Une mère de famille tranche un généreux pain, aux initiales A. P. pour « Au Progrès », à la demande de ses deux enfants aux joues bien roses. Se dégage de la composition l’image d’Épinal de la famille unie. La représentation centrale de la femme fait aussi référence au public cible de la coopérative qui cherche à séduire celle qui gère l’économie du ménage. 1931 © IEV

La coopérative ou le socialisme est personnifié par une déesse grecque qui porte un bouclier et étend son bras gauche au-dessus d’une entreprise prospère avec une dizaine de cheminées fumantes. Sans doute, tente-t-elle de la protéger des ravages de la crise économique qui sévit gravement dans le monde après le krach boursier de 1929. On remarquera que la qualité dans la composition du calendrier le rapproche d’une œuvre d’art. 1932 © IEV

6 Félixa Wart-Blondiau, l’enfant du Progrès

De toutes les activités de loisirs, le théâtre est l’une des plus belles réussites du Progrès de Jolimont. Son cercle d’art dramatique pour les ouvriers, créé le 21 décembre 1890, est peut-être le premier du genre en Belgique. À l’origine, les acteurs accompagnent les orateurs socialistes dans les meetings. Les pièces qui y sont jouées répondent à des objectifs bien précis :

« Le but de la société dramatique socialiste du Centre est de représenter des pièces socialistes, rationalistes, ou ayant traits à ces idées et de concourir ainsi à l’éducation (…) du peuple, afin d’en faire triompher ses principes. »9

Cette forme de propagande s’adresse particulièrement aux femmes qui seraient acquises aux « idées fausses et erronées que le clergé a fait entrer dans leur cerveau »10. Quoi de plus logique alors que de choisir une ambassadrice pour faire rayonner ses œuvres théâtrales ? Félixa Blondiau (1875-1959), couturière encore adolescente, intègre la troupe de Jolimont dès ses débuts.
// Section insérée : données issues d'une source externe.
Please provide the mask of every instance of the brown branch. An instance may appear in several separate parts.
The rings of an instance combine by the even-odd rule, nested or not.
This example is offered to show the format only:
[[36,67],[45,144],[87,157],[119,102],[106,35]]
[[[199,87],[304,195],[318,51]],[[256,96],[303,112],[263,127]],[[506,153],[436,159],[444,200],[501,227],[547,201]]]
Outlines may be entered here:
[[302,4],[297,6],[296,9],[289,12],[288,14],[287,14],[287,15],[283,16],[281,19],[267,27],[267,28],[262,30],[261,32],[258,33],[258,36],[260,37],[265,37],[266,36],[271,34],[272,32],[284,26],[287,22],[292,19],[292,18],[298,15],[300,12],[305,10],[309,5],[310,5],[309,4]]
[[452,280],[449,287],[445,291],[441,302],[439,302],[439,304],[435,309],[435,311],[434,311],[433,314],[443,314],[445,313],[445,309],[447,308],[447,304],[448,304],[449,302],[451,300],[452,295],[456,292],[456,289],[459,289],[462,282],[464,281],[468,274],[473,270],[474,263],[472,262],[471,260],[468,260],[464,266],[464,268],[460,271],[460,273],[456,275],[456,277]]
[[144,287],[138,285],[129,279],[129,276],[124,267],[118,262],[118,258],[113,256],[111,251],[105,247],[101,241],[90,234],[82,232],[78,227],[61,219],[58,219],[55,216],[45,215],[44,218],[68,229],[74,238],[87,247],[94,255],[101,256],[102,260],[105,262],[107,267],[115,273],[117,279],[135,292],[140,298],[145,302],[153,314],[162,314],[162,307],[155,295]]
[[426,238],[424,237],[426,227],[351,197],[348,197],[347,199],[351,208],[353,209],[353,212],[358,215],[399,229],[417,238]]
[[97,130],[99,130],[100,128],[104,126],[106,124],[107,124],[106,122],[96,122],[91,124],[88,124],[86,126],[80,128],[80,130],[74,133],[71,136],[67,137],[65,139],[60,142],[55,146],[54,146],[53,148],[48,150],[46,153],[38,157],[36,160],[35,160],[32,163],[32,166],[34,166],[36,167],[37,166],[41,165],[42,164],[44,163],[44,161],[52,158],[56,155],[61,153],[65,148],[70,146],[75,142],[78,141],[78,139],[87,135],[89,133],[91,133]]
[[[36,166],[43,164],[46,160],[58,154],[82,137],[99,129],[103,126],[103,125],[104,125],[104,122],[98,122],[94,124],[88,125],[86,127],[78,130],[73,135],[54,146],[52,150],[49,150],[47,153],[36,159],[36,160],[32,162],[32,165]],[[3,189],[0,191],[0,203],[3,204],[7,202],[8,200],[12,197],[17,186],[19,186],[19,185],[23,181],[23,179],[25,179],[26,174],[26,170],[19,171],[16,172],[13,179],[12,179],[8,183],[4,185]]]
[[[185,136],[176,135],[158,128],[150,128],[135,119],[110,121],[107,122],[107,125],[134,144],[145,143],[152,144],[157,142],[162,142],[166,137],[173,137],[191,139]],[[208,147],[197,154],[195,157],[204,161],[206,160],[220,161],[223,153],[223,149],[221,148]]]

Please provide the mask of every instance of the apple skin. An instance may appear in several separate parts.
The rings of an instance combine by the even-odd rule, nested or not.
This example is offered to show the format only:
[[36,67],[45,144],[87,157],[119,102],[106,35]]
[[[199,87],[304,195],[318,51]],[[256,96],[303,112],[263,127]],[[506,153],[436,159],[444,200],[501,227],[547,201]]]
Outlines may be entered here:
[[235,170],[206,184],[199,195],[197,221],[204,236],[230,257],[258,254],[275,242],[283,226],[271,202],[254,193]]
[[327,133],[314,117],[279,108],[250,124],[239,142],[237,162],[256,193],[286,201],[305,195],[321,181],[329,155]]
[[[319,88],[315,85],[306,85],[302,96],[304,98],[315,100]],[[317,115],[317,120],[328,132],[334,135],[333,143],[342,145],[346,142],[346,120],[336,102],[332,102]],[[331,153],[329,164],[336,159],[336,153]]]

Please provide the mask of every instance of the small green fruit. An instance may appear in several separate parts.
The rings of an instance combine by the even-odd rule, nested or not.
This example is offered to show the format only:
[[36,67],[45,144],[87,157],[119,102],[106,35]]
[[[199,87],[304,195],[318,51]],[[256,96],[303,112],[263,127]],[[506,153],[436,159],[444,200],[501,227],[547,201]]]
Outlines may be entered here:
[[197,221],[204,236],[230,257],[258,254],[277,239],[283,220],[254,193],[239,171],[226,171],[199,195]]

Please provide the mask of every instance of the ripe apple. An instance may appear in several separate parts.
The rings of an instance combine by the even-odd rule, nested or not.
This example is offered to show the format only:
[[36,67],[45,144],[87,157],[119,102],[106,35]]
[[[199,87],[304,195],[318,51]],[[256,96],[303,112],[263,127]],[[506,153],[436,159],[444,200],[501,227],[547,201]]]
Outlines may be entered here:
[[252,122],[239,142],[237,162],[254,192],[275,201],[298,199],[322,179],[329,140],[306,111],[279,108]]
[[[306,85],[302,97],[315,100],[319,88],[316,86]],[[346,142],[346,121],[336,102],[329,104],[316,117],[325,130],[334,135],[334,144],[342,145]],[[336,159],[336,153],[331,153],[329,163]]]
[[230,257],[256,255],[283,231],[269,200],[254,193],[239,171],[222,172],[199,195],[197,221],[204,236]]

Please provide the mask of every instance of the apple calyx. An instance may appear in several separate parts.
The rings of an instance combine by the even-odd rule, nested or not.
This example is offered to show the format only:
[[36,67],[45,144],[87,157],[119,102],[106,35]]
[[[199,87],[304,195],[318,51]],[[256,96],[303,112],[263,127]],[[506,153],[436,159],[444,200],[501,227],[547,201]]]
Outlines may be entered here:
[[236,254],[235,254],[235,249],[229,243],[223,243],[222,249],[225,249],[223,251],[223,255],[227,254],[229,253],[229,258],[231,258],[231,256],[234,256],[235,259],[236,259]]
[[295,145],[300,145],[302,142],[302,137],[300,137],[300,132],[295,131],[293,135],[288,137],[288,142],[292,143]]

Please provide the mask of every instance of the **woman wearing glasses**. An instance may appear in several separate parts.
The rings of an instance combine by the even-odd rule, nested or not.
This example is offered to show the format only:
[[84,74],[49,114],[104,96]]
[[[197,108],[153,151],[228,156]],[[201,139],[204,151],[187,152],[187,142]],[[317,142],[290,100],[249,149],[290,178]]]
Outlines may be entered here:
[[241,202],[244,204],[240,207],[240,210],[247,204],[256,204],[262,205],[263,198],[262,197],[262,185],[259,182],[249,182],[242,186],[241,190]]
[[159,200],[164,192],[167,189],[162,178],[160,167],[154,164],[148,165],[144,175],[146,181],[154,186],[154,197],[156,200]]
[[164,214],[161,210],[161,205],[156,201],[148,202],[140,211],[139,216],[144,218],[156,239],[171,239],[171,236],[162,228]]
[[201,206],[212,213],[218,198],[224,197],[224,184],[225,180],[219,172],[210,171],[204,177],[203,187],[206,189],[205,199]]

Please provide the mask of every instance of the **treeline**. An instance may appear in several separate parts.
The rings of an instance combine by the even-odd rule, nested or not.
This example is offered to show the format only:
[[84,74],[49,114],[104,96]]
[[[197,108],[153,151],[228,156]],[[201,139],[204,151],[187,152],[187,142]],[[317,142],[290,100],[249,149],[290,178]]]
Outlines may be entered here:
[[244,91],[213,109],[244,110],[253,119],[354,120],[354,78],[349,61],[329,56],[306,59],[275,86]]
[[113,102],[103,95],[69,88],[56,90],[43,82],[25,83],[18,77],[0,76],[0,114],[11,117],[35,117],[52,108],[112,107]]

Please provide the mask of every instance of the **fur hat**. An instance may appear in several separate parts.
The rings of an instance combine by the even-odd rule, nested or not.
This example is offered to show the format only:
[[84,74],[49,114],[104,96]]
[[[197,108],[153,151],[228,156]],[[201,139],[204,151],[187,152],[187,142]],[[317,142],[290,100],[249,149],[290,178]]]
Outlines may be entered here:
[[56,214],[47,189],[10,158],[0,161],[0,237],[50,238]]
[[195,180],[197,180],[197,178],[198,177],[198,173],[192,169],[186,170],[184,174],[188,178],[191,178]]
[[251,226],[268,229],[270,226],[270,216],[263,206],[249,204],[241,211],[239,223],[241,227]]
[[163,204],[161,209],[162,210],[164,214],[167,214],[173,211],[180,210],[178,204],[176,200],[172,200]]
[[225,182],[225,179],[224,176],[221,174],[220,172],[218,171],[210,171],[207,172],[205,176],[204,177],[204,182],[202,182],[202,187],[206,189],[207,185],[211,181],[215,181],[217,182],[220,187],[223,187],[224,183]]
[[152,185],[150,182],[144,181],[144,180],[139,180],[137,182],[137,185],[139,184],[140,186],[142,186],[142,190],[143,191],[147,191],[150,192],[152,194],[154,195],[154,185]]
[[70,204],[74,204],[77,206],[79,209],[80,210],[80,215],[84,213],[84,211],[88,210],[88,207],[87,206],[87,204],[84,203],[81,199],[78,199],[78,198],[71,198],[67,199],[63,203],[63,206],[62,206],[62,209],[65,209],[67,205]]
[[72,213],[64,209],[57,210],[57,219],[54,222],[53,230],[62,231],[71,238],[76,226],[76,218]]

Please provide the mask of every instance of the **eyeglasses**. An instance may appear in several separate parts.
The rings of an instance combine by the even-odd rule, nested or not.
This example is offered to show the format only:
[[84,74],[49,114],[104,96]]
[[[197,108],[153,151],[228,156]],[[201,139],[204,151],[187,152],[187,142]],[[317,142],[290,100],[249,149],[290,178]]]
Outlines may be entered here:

Bien qu’autodidacte, elle y excelle grâce à une excellente mémoire et « un prodigieux instinct, une magistrale inspiration des choses du théâtre ».

À la base de plusieurs cercles, Félixa Wart-Blondiau, mariée au directeur François Wart, fonde un autre cercle dramatique, les Plébéiennes, pour les jeunes ouvrières (1904). À partir des années 1910, elle commence à écrire des poèmes en français et en wallon. La décennie suivante voit sa consécration. L’actrice devient dramaturge en écrivant des pièces à succès, parmi lesquelles il faut citer « Madelon » (1920), « Lison et Lisette » (1921) ou « Florisa » (1921), « Les Sacrifiés » et « Pardon ».

7 Conclusion

Cette évocation avait pour objectif de replacer le cadre de la Maison du Peuple de Jolimont et de la société coopérative « Au Progrès ». De manière certaine, les thèmes qui ont été ici développés permettront de donner un éclairage sur l’héritage de ce mouvement et d’ouvrir des pistes quant à une exploitation plus approfondie de ce patrimoine sous quelque forme que ce soit En effet, le mot d’ordre est maintenant à la valorisation, d’une part, pour faire connaître les réalisations qui ont permis aux ouvriers de s’unir et d’apporter une solution concrète pour améliorer leurs conditions de vie et, d’autre part, pour sauver les derniers vestiges – bâtiments ou archives – qui existent encore ici et là

Pour les habitants de la Région du Centre, il y a matière à être fier des combats que leurs prédécesseurs ont menés parce que, au-delà des rivalités idéologiques entre les grands partis traditionnels, ce sont avant tout des hommes et des femmes qui ont assuré un meilleur avenir aux générations qui les ont suivis. Des visionnaires, tels que Théophile Massart, et des acteurs de la vie quotidienne, comme Félixa Wart-Blondiau, méritent de ce fait d’être honorés dans la mémoire collective.